Achieving Concurrency Control: Practical Throttling Techniques for AWS Lambda

Balasubrahmanya Balakrishna

doi:doi.org/10.47363/JEAST/2023(5)204

Achieving Concurrency Control: Practical Throttling Techniques for AWS Lambda

Balasubrahmanya Balakrishna

Senior Lead Software Engineer, Richmond, VA, USA

Corresponding Author: Balasubrahmanya Balakrishna, Senior Lead Software Engineer, Richmond, VA, USA.

Received: April 4, 2023

Accepted: April 15, 2023

Published on: April 22, 2023

View PDF Download PDF

Citation:

Balasubrahmanya Balakrishna (2023) Achieving Concurrency Control: Practical Throttling Techniques for AWS Lambda. Journal of Engineering and Applied Sciences Technology. SRC/JEAST-291.

Copyright:

© 2023 Balasubrahmanya Balakrishna, et al. This is an open-access article distributed under the terms of the Creative Commons Attribution License, which permits unrestricted use, distribution, and reproduction in any medium, provided the original author and source are credited.

Abstract

This technical paper explores nuanced approaches for managing concurrency in Lambda functions, shedding light on the intricacies of AWS services like SQS and Kinesis. It underscores the significance of reserved concurrency to regulate function execution, acknowledging its effectiveness while cautioning about its limitations, particularly in scenarios requiring scalable solutions. The focus extends to the advantages of SQS as a pull-based service, emphasizing its built-in concurrency control and dynamic scalability capabilities.
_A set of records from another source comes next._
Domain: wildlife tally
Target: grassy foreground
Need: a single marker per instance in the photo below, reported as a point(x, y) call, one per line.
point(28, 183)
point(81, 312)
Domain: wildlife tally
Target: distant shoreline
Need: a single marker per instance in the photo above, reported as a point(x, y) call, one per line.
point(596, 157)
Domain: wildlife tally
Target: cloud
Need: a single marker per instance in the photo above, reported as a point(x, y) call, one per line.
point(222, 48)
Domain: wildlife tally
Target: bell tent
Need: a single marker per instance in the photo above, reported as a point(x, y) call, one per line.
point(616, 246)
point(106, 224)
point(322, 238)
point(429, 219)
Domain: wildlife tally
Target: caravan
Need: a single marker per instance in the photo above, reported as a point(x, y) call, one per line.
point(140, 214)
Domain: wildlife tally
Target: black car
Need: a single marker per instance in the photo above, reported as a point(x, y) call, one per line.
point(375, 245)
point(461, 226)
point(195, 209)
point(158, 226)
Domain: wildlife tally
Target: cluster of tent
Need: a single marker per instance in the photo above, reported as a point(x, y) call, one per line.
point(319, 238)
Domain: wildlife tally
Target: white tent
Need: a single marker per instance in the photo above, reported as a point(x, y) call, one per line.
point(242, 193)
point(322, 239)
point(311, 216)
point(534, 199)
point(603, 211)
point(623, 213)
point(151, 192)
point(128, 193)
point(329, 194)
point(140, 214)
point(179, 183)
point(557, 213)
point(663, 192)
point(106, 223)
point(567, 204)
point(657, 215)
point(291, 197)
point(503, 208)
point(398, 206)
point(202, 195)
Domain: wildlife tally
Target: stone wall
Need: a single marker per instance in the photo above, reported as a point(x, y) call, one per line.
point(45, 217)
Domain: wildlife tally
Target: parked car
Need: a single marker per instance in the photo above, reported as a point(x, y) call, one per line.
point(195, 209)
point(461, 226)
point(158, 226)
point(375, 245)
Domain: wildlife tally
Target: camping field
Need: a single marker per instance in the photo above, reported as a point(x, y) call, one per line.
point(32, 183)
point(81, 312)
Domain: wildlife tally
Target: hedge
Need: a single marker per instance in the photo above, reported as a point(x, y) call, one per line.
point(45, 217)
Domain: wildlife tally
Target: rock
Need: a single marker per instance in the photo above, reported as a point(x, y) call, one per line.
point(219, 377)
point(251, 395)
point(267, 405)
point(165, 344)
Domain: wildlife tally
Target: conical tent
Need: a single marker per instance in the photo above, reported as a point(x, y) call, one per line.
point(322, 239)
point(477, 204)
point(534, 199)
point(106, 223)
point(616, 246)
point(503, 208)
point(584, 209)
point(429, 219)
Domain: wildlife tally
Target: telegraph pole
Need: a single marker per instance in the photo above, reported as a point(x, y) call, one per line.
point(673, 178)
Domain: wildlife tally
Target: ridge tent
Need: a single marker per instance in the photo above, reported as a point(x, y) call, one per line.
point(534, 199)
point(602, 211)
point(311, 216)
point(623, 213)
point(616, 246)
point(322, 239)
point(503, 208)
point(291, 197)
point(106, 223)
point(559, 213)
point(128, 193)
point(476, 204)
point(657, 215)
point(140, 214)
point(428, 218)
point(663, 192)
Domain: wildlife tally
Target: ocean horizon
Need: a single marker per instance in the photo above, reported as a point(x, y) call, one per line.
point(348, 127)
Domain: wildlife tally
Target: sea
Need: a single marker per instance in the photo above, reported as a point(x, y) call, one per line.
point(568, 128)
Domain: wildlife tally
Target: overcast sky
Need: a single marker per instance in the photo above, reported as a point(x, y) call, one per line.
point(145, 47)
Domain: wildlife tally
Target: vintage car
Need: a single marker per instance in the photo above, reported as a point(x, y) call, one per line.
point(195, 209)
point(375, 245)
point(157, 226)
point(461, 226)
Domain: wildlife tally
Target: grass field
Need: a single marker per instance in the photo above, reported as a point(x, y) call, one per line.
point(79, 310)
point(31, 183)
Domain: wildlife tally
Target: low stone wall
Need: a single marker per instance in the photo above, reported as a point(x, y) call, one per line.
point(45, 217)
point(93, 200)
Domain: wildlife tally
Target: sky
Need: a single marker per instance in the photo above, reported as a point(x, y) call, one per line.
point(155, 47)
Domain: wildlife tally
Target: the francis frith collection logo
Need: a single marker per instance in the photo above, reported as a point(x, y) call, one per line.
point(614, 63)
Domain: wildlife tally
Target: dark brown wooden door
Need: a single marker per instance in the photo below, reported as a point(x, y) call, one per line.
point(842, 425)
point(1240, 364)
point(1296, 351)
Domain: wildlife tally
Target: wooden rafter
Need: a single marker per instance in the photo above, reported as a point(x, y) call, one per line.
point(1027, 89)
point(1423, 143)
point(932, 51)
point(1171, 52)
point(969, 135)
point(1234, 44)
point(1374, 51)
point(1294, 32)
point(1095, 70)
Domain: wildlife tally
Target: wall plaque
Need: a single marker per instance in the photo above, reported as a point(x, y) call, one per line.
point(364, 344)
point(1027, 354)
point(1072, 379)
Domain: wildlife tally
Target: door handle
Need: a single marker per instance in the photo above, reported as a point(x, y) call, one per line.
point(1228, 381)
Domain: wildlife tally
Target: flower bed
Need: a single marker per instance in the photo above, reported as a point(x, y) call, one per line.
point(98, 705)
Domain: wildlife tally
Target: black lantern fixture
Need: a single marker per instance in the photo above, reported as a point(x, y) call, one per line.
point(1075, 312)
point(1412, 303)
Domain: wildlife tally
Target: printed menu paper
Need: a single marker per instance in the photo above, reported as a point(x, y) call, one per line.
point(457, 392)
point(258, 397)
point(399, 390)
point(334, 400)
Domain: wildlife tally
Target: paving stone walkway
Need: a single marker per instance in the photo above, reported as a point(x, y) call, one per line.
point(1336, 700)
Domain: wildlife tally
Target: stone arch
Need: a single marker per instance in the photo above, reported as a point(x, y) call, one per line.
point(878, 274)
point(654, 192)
The paper then delves further into Kinesis data streams, showcasing the distinctive architecture of shard-based scaling and introducing parallelization factors for precise control over Lambda concurrency. Notably, these concurrency control strategies are presented as a means to scale Lambda and as a mechanism to manage traffic downstream, considering potential technical constraints.

The discussion highlights multiple factors in selecting an appropriate messaging service: cost, message replay capability, error-handling mechanisms, message processing order, and concurrency management. Collectively, these insights serve as a comprehensive reference for architects and developers striving to create efficient and scalable serverless applications within the AWS environment, addressing Lambda scalability and downstream traffic control challenges.

Introduction

Designed for scalability, AWS Lambda incorporates built-in auto- scaling capabilities. Because of its intrinsic scalability, it is ideal for real-time message-processing scenarios. For example, it is useful when the goal is to distribute messages to many workers, hence increasing our system's throughput.

Figure 1: Lambda and AutoScaling

If we need to communicate with a downstream, as shown in Figure 2, a system that has scalability limitations is susceptible to increased loads and has the potential to cause system outages.

Also, we must restrict the concurrent request to downstream service for any reason. In that case, the question becomes: How can we systematically govern the concurrency of our Lambda function to avoid such issues?

Figure 2: Lambda Interacting with Constraint Downstream

Background

A regional concurrency restriction governs Lambda, dictating the maximum number of concurrent instances of Lambda functions, as shown in Figure 3. Regional concurrency soft limit increase can happen by raising a service ticket with AWS.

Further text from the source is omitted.